In Notation de la vie quotidienne, vite noté on 22 décembre 2013 at 18 h 28 min

Le plaisir d’un gazouillis dominical précoce réside peut-être dans la douce paresse de se recoucher ensuite. Mais cette joie simple se suffit d’un recoucher rapide après un petit-déjeuner savouré dans une sérénité sans hâte qui tranche avec la pression ordinaire des enchaînements contraints des matins ordinaires.

Je me suis donc recouché, mais non dans l’obscurité qui ressemble à une prolongation factice de la nuit et dont on ressort avec cette semi-torpeur que provoque un endormissement excessif. Le plaisir de me recoucher n’est pas celui de se rendormir. Il me faut la lumière du jour, ou du moins en cette saison la luminosité de l’extérieur et le halo qu’offre encore l’éclairage public — mais le jour est préférable — sans même cet écran que le vulgaire nomme fenêtre pour un accès nécessairement sans voile et donc sans voilages.

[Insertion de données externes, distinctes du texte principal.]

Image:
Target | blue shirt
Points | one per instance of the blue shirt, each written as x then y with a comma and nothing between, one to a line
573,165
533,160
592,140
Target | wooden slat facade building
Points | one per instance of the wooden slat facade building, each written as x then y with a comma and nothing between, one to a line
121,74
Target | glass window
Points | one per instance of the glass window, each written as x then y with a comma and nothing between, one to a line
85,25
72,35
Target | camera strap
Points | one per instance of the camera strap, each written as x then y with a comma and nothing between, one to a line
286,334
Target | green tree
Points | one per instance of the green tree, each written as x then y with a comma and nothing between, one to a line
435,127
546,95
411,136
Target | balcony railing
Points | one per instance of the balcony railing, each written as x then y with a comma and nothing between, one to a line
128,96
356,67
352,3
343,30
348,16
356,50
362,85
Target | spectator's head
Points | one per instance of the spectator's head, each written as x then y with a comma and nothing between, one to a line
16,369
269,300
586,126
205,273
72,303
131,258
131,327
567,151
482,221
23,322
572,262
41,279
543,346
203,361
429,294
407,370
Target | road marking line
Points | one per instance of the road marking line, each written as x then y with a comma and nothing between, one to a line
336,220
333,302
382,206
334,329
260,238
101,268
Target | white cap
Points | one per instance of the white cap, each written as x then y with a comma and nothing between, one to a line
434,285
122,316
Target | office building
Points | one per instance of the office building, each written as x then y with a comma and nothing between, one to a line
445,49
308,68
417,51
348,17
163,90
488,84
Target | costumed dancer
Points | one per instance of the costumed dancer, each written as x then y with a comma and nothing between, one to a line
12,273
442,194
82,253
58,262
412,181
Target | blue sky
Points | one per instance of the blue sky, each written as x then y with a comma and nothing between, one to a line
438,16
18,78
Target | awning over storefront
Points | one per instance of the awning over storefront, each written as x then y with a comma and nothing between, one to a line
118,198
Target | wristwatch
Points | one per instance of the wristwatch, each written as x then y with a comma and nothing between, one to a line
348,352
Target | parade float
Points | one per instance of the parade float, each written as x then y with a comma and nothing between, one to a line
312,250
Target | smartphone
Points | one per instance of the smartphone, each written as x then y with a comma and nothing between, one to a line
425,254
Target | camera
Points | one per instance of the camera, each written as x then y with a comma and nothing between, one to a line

La fenêtre est ouverte sur un ciel plombé; au chaud sous la couette, je peux en profiter. Par beau temps, j’entends des voix; l’après-midi ce sont souvent des voix d’enfants qui ne sont que musique et dont les envolées sont un écrin à ma quiétude. Mais le temps n’est pas beau et l’on est au matin. C’est dimanche, jour de marché et même de grand marché, ce marché d’Île-de-France qui draine sa chalandise de si loin; mais aujourd’hui, je ne perçois que les chuintements humides des roues automobiles passant sur l’avenue. C’est un bruit suave qui croît et qui décroît, et que vient régulièrement dominer, mais à peine, un avion arrivant à Roissy ou en décollant. Quelques pies caquettent de temps à autre, quelques voix aux mots indistincts se perdent jusqu’à moi, mais si peu…

J’aime depuis toujours ces moments non pas de rêverie mais de flânerie de l’esprit, coin de mur et fenêtre ouverts. J’aime depuis toujours ces moments impalpables autant qu’imprécis où seuls des sons me parviennent d’un ciel gris ou bleu, nuageux ou non. Ce sont des moments de flottement dans un délicieux abandon et (plus qu’ou) d’abandon dans un délicieusement flottement. Que ce soit éphémère, soit qu’on s’endorme ou se rendorme (car il arrive que le sommeil l’emporte) soit qu’on se relève, appartient au plaisir de la chose.

Je me lève (et me relève), alors que sonnent les cloches de l’église voisine (mais c’est un pur hasard). Il est dix heures du matin et mon humeur n’est ni bonne ni mauvaise mais, très précisément, d’autant plus sereine que je n’ai pas l’impression d’avoir perdu du temps ni d’en avoir gagné car il ne s’agissait pas d’introspection ou de méditation dans cette mise au calme d’un esprit flottant et d’un corps dans un tiède repos. En cette période de congés hivernaux, ce dimanche est un dimanche sans lundi, et donc ce moment là n’aura pas manqué…


Suite d’une série de douze tweets publiés ce matin avec la balise #nddm (comme «non-départ du matin»), coquille et faute d’hypercorrection comprises. Ainsi ai-je noté à cette occasion, dans cette particulière mise en abyme, cette erreur ancrée en ma trompeuse mémoire, qu’on drainait sans chapeau — avec ou sans rêverie.